Some thoughts that might assist.

If there was no agent involved in this sale then you are saving agents fees which leaves more in your pocket.

You can invest the money until the ATO makes claims on it which with further reduce the impact of CGT

CGT only applies to 50% of profit. Basically it is discounted income tax. It will depend what tax rate you on in for that portion of your income. If you can reduce your income in any way for this financial year tis could be helpful.

An accountant should be able to quickly crunch your numbers for you. ;)

Good luck
 
It was a "transfer" - I'm fairly certain that was the legal term the solicitors used - for a nominal fee of $10K...

I got the details from my solicitors today.
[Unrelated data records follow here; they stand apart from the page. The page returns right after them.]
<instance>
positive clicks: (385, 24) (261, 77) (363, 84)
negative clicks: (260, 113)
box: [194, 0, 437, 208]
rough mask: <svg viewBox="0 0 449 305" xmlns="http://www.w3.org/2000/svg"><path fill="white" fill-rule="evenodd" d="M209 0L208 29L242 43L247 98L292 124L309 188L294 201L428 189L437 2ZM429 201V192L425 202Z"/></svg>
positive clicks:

The document was entitled "Transfer". The document has the parties involved and notes "the transferor acknowledges recepit of the consideration of $1,000.00 and as regards the land specified above transfers to the transferee an estate in fee simple".

So, can I use the land value as the base my capital gains will start from (the $190K assessed at transfer)?

Thanks again to all for your help/comments.
 
So technically, for the 'buyer' the cost base of the land is the assessed value at transfer ($190k) while 'consideration' is $1k.

I would have thought that means your parents would have to pay tax on CG (using Coasty Mike's far more accurate terminology) when they gifted the place to you? i.e. even though consideration was $1k, THEIR sale price for tax purposes would be $190k? Did your parents do their tax return properly for this?
Alex
 
You allude you own a PPR with a mortgage that might have to be serviced via one income, an income that has to feed 3 mouths as well....

There's 3 other avenues you might consider before disposing of land....

1.
whether you can borrow and build an IP on it, and rent out for a positive cash flow. think duplex or apartments.

2.
build a PPR on it, move into it for 6 mths, then sell it (due to changed circumstances)....that way you don't pay cgt. Though your current PPR's status would have to be changed to IP for 12 mths. Whether you do this depends on the relative cg's of each property.

However, each of the above would probably cost you $15k in progress pmt interest on construction.

3. Don't sell the land until the FY after you stop working. That way, you at least drop your marginal tax rate.